Leo Tolstoy describes his iconic character Count Vronsky in Anna Karenina, which was published in serial installments from 1873 to 1877 in The Russian Messenger, as “a squarely built, dark man, not very tall, with a good-humored, handsome, and exceedingly calm and resolute face. Everything about his face and figure, from his short-cropped black hair and freshly shaven chin down to his loosely fitting, brand-new uniform, was simple and at the same time elegant.”
With such succinct casting instructions, one wonders why so many filmed adaptations opted for tall actors or ones with blond hair—as the following list shows.

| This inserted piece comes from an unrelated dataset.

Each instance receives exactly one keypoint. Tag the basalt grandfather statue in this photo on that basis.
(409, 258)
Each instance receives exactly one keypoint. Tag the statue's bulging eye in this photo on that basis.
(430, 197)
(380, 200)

In 2012, brown-haired Aaron Taylor-Johnson took on the role of Count Vronsky as well as taking on an unneeded bleach job since he was more suited to the part before hair and makeup got ahold of him.
Two for the Role
Greta Garbo played the heroine twice with different Vronksys, both of whom fit the part, whether it was Fredric March in 1935’s traditional adaptation Anna Karenina or the more modern take with John Gilbert in 1927’s Love.

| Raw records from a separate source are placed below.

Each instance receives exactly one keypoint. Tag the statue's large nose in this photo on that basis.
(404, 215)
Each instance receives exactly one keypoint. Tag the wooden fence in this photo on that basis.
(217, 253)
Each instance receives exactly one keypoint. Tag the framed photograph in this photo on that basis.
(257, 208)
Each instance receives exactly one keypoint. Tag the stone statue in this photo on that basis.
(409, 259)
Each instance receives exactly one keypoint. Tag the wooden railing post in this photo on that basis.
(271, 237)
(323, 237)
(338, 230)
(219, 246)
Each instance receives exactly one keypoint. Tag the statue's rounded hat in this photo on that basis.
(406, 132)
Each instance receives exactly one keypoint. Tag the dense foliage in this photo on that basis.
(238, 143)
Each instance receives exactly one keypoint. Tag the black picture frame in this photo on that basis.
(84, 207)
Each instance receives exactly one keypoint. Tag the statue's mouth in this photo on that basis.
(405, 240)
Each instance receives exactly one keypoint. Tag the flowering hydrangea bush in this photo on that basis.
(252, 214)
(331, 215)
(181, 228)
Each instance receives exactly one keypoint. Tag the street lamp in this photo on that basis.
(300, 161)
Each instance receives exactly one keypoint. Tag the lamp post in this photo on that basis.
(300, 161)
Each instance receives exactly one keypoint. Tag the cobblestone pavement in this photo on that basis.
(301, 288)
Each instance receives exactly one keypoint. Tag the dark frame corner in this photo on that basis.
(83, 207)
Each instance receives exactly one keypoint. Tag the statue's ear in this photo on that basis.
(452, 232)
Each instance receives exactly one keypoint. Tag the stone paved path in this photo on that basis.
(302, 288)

At the turn of the last century film and TV versions of Anna Karenina took a wrong turn, casting tall blond actors Sean Bean and Kevin McKidd as Vronsky in 1997 and 2000, respectively.
Foreign Feats & Flubs
The 1967 Russian production clearly showed a hometown advantage with its excellent casting of Vasili Lanovoy on film unlike Spain’s televised effort of 1975 which has the supposed young role of Vronsky played by 40-year-old Paco Valladares.
Faulty Towering Actors
Although Nicola Pagett and Jacqueline Bisset were ideally cast in the title roles of these television adaptations, their respective Vronskys played by Stuart Wilson in 1977 and Christopher Reeve in 1985 were a tad tall, despite having the right facial features.
Tall Suits in Tales
In 1948, Kieron Moore played Vronsky on the big screen while Sean Connery stepped into his shoes for a television version in 1961 to tower over their petite leading ladies, Vivien Leigh and Claire Bloom.
Perhaps the most miscast Vronsky came in the from of dancer Alexander Godunov who portrayed the dark-haired character with long blond tresses in the filmed ballet version in 1976.